The pound rallied against the euro in early trade on Thursday reaching a 2 month high of €1.1302, before falling back towards the flatline by the end of trading.
|What do these figures mean?|
When measuring the value of a pair of currencies, one set equals 1 unit and the other shows the current equivalent. As the market moves, the amount will vary from minute to minute.
For example, it could be written: 1 GBP = 1.13990 EUR
Here, £1 is equivalent to approximately €1.14. This specifically measures the pound’s worth against the euro. If the euro amount increases in this pairing, it’s positive for the pound.
Or, if you were looking at it the other way around: 1 EUR = 0.87271 GBP
In this example, €1 is equivalent to approximately £0.87. This measures the euro’s worth versus the British pound. If the sterling number gets larger, it’s good news for the euro.
The pound received an early boost following retail sales data that beat analysts forecasts. Retail sales increased 3.5% year on year in August, well ahead of the 2.3% that analysts had been predicting. Adding to the positivity, July’s retail sales figure, which was already high at 3.7% was also revised upwards to 4%..

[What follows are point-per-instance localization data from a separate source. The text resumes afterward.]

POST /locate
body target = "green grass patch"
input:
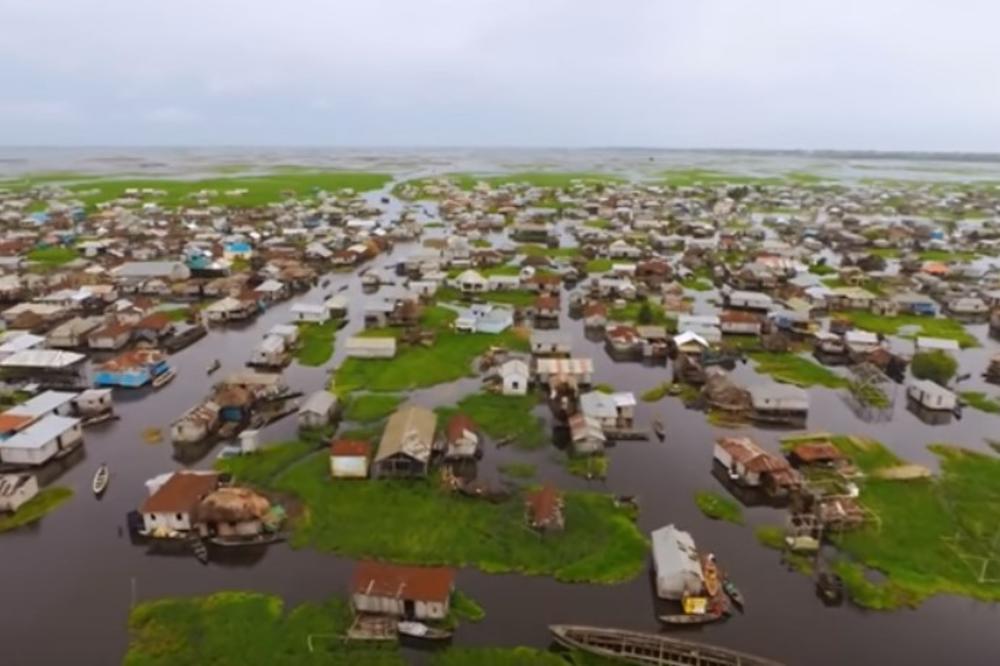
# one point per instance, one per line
(464, 607)
(53, 255)
(657, 393)
(792, 369)
(177, 314)
(239, 628)
(697, 284)
(261, 190)
(504, 417)
(260, 468)
(518, 470)
(46, 501)
(588, 467)
(718, 507)
(450, 358)
(420, 522)
(631, 312)
(933, 327)
(518, 298)
(981, 401)
(316, 342)
(599, 265)
(947, 255)
(368, 407)
(770, 536)
(709, 177)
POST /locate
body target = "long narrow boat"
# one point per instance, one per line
(164, 378)
(101, 479)
(710, 572)
(689, 618)
(422, 631)
(635, 647)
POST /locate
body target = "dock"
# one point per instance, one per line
(635, 647)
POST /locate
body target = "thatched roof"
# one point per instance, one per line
(722, 392)
(232, 505)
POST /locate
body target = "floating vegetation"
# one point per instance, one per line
(718, 507)
(46, 501)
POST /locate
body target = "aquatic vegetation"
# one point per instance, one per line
(697, 284)
(951, 549)
(260, 190)
(177, 314)
(517, 297)
(518, 470)
(946, 255)
(588, 467)
(518, 656)
(822, 269)
(937, 366)
(448, 359)
(464, 607)
(869, 394)
(981, 401)
(719, 507)
(634, 313)
(771, 536)
(46, 501)
(237, 628)
(657, 393)
(421, 522)
(934, 327)
(372, 406)
(316, 342)
(53, 255)
(260, 468)
(504, 417)
(875, 596)
(599, 265)
(792, 369)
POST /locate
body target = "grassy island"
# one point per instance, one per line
(421, 522)
(36, 508)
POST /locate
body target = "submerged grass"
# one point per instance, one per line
(240, 628)
(420, 522)
(719, 507)
(369, 407)
(53, 255)
(450, 358)
(46, 501)
(933, 327)
(981, 401)
(261, 190)
(504, 417)
(792, 369)
(316, 342)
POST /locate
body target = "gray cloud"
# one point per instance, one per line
(874, 74)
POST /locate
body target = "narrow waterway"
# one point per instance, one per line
(67, 583)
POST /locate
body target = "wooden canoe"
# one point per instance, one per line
(634, 647)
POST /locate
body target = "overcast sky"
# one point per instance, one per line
(843, 74)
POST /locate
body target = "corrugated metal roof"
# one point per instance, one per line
(38, 434)
(42, 358)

The hot August weather, in addition to a recovery in wages has encouraged consumers to continue spending across the latter part of the summer. This data combined with the stronger than forecast inflation data earlier in the week supports the Bank of England’s recent decision to raise interest rates. The stronger data also supports a more hawkish central bank, encouraging investors to view another interest rate rise as possible sooner rather than later.

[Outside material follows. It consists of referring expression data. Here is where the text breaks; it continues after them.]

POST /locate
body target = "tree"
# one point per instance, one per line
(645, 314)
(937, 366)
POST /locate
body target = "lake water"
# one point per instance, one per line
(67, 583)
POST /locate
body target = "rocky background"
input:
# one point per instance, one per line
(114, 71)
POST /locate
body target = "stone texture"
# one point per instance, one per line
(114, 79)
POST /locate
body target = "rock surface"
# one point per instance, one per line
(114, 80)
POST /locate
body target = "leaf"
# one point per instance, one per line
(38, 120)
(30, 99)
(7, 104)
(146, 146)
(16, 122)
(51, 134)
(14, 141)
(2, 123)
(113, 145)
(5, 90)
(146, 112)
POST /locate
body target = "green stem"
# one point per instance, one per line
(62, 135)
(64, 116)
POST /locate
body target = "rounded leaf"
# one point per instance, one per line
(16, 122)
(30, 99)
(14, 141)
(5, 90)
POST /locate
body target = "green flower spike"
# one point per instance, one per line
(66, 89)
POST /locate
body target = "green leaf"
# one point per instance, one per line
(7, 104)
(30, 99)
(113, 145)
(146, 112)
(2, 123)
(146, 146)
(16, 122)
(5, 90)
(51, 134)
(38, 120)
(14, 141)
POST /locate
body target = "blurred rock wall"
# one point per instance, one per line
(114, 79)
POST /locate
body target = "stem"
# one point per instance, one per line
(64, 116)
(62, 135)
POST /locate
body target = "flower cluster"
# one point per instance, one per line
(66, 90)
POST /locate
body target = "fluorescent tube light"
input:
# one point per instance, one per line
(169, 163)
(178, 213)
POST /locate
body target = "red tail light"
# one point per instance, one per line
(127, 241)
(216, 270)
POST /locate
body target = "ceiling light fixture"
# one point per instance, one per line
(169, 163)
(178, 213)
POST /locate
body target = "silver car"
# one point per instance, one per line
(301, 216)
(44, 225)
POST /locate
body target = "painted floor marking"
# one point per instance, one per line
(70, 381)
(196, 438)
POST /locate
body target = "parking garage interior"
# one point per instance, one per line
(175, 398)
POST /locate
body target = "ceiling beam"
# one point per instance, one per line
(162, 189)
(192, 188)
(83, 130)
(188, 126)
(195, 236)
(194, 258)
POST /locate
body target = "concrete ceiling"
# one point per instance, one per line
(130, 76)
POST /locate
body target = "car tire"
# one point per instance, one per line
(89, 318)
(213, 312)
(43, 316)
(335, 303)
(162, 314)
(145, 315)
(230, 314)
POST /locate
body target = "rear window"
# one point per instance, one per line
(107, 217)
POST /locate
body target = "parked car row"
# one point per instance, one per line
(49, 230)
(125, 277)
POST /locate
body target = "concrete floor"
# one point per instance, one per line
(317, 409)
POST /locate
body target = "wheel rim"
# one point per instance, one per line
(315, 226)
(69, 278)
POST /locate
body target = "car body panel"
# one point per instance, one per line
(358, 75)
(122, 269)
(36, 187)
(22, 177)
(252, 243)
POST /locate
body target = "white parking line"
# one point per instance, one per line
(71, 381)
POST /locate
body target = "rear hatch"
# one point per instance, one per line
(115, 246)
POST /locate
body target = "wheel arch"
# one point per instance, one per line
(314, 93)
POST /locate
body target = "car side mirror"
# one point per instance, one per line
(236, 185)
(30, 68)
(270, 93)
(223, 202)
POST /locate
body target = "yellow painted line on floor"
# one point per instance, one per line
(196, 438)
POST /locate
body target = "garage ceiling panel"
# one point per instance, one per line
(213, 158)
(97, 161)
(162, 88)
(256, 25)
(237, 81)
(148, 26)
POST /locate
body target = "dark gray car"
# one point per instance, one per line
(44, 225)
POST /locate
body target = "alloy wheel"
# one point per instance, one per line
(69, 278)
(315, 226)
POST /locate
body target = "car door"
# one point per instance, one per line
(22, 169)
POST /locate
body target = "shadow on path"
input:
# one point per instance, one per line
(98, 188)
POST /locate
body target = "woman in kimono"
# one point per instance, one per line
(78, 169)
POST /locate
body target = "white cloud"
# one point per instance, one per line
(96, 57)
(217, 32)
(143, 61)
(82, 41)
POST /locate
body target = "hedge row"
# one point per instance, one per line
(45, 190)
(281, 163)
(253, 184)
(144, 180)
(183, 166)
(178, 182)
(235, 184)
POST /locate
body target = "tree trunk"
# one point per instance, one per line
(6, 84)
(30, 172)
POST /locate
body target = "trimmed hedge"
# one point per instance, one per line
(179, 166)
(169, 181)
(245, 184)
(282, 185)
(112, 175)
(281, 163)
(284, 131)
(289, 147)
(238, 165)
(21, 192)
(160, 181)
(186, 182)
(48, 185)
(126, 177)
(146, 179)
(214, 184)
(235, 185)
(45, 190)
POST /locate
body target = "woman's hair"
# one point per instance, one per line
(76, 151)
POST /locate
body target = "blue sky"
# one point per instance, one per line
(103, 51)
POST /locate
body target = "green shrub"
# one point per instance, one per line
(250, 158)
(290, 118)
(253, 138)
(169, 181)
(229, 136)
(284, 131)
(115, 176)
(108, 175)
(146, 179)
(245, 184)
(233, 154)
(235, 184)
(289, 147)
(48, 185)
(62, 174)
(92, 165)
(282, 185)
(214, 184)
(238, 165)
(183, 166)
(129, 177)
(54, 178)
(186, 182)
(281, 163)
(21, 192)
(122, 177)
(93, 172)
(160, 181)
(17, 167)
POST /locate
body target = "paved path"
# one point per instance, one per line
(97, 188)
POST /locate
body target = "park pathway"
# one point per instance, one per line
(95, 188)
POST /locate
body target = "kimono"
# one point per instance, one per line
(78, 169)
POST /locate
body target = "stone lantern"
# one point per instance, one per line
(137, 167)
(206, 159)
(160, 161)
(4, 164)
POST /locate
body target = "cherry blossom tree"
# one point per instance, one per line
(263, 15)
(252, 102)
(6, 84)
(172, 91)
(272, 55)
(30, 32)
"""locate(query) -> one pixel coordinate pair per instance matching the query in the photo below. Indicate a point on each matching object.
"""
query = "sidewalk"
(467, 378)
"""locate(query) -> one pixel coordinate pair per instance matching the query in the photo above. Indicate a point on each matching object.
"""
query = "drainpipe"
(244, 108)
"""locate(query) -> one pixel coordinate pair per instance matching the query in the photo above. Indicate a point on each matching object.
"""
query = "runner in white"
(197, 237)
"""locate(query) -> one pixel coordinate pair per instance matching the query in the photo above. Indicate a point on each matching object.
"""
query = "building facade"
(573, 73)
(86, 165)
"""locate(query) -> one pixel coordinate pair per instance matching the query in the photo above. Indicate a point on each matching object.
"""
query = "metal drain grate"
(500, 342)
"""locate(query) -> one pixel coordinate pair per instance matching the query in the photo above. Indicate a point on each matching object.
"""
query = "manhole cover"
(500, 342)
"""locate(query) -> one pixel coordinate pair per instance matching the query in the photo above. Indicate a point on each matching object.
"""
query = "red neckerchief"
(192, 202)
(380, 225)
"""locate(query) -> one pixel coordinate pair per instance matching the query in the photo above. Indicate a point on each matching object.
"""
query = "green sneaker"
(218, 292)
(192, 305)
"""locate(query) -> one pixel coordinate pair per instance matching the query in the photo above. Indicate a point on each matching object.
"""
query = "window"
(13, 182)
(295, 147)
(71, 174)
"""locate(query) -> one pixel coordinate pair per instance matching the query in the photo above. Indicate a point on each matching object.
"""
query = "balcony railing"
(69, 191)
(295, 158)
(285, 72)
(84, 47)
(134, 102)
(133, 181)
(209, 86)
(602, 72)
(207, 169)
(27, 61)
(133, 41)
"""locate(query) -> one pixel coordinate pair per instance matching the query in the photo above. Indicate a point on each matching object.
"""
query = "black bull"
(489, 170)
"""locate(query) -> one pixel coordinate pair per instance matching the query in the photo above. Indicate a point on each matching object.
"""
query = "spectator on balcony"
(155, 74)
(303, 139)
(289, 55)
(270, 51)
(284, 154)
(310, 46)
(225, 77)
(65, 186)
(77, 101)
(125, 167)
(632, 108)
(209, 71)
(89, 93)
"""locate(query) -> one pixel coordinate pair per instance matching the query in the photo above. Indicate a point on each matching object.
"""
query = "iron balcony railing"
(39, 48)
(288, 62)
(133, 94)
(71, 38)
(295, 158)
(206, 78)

|Why do raised interest rates boost a currency’s value?|
|Interest rates are key to understanding exchange rate movements. Those who have large sums of money to invest want the highest return on their investments. Higher interest rate environments tend to offer higher yields. So, if the interest rate or at least the interest rate expectation of a country is relatively higher compared to another, then it attracts more foreign capital investment. Large corporations and investors need local currency to invest. More local currency used then boosts the demand of that currency, pushing the value higher.|
Brexit concerns were once again responsible for dragging the pound lower later in the session. As European leaders meet for the second day of an informal summit in Salzburg, Austria, Brexit optimism soured.
UK Prime Minister Theresa May looked for support from her peers in Salzburg, instead European Council President Donald Tusk ratcheted up the pressure on May. Tusk laid down an unexpected ultimatum, to find a solution to the Irish border issue within the next four weeks or Brexit talks will break down. Fears of a hard, no deal Brexit pulled the pound off its 2-month high.

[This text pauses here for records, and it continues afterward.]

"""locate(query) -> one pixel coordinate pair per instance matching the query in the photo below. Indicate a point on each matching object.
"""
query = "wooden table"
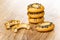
(9, 10)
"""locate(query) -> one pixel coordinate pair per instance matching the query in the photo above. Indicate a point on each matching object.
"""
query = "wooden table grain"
(11, 9)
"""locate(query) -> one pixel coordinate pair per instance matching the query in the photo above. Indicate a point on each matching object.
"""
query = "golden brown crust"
(51, 27)
(38, 20)
(36, 15)
(35, 7)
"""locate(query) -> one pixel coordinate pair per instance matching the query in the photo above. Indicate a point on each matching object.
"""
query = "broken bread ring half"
(46, 26)
(20, 26)
(11, 23)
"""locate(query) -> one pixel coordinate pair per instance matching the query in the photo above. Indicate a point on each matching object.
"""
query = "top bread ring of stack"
(35, 7)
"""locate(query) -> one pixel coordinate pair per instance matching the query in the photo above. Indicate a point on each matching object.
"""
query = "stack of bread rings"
(35, 13)
(36, 16)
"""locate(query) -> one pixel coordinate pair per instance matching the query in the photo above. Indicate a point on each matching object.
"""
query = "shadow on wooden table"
(27, 35)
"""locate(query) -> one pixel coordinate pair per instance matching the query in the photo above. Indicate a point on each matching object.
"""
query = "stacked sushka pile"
(35, 13)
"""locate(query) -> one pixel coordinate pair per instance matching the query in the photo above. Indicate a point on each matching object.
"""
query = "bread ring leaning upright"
(46, 26)
(35, 7)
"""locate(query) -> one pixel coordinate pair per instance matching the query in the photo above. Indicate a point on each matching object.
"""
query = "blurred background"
(17, 9)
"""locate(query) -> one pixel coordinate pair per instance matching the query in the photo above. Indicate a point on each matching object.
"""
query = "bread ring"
(11, 23)
(20, 26)
(35, 7)
(36, 20)
(35, 15)
(46, 26)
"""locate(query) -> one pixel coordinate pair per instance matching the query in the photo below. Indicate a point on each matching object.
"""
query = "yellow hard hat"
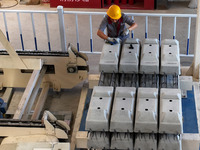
(114, 12)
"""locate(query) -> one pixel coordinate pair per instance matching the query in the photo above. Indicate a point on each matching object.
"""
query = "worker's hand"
(111, 41)
(125, 32)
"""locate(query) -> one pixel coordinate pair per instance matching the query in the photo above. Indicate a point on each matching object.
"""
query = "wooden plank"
(34, 92)
(11, 51)
(12, 63)
(27, 93)
(196, 86)
(197, 45)
(93, 80)
(41, 101)
(79, 114)
(81, 139)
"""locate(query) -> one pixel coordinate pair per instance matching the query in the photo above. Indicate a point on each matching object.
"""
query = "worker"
(115, 21)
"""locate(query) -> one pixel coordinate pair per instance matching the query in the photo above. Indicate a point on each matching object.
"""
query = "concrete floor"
(68, 99)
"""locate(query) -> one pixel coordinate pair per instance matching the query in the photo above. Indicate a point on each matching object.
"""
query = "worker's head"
(114, 12)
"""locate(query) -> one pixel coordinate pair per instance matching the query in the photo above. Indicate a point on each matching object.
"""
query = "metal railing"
(64, 35)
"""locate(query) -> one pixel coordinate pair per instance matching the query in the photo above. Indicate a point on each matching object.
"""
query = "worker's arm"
(102, 35)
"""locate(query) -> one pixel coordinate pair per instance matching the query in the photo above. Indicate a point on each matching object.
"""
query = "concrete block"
(170, 58)
(170, 111)
(109, 58)
(149, 63)
(129, 60)
(100, 108)
(122, 141)
(186, 83)
(145, 142)
(146, 110)
(169, 142)
(123, 110)
(98, 140)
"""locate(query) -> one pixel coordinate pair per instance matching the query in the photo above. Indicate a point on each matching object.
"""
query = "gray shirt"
(115, 29)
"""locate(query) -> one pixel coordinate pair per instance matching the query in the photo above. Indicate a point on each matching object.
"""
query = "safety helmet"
(114, 12)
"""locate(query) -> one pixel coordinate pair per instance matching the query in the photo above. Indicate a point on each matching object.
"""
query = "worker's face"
(114, 20)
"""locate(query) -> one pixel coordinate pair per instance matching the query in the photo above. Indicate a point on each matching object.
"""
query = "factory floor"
(68, 100)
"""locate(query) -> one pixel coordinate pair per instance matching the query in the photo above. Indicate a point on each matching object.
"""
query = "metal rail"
(64, 36)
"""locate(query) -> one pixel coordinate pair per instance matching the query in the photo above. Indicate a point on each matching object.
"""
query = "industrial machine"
(32, 70)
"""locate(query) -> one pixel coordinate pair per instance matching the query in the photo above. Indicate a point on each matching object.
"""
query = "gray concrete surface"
(70, 27)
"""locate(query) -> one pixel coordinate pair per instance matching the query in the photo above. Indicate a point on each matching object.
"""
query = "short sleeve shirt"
(114, 29)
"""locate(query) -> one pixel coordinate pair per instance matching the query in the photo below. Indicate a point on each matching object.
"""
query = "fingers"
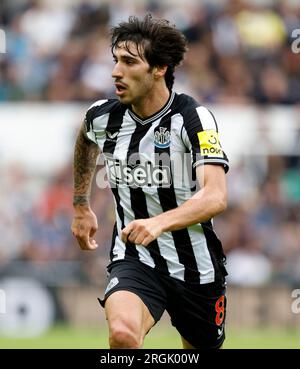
(84, 236)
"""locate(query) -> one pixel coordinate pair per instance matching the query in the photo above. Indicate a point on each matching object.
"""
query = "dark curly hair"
(159, 42)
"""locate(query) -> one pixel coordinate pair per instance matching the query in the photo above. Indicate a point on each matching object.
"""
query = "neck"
(151, 103)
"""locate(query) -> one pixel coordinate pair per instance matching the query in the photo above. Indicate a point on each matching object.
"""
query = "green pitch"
(163, 337)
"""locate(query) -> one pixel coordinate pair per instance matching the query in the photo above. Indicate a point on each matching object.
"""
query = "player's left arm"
(208, 202)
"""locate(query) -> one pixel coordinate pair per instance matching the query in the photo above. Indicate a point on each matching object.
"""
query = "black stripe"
(114, 124)
(181, 237)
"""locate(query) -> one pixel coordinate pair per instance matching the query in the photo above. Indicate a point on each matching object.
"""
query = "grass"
(163, 337)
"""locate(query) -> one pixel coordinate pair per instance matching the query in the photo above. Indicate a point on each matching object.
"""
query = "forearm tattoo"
(85, 159)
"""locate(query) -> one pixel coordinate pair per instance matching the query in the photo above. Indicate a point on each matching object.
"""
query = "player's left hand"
(142, 231)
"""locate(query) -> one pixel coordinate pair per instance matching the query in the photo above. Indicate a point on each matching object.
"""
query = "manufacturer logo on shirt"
(162, 138)
(113, 282)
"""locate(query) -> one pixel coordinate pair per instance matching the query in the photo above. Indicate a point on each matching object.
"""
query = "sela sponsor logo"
(162, 138)
(138, 175)
(210, 144)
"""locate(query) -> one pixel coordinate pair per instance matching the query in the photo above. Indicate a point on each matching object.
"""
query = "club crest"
(162, 138)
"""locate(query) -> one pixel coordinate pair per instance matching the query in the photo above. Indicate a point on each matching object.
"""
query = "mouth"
(120, 88)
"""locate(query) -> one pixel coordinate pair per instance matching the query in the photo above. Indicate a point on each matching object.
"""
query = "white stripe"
(206, 118)
(119, 246)
(165, 241)
(158, 115)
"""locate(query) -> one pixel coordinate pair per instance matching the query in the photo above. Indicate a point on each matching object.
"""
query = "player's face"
(132, 74)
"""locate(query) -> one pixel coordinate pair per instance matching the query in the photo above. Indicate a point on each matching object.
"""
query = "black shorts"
(197, 311)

|Why is a “soft” Brexit better for sterling than a “hard” Brexit?|
|A soft Brexit implies anything less than UK’s complete withdrawal from the EU. For example, it could mean the UK retains some form of membership to the European Union single market in exchange for some free movement of people, i.e. immigration. This is considered more positive than a “hard” Brexit, which is a full severance from the EU. The reason “soft” is considered more pound-friendly is because the economic impact would be lower. If there is less negative impact on the economy, foreign investors will continue to invest in the UK. As investment requires local currency, this increased demand for the pound then boosts its value.|
The euro was out of favour in early trading following underwhelming eurozone confidence data. Analyst had been expecting eurozone consumer confidence to have worsened slightly to -2 from July’s -1.9 However, the actual print was significantly lower at -2.9, sending the euro lower, as investors become increasingly concerned over the impact of global trade tensions on consumers.
The euro received a boot later in the afternoon as European Central Bank Chief Economist Peter Praet spoke encouragingly about the eurozone economy, confident that inflation is on the right track.
Today sees the publication of the most important eurozone economic data for the week. Firstly, the French GDP, followed by sector activity data in the form of purchase managers index (PMI’s) for the region. Strong figures could help boost the euro.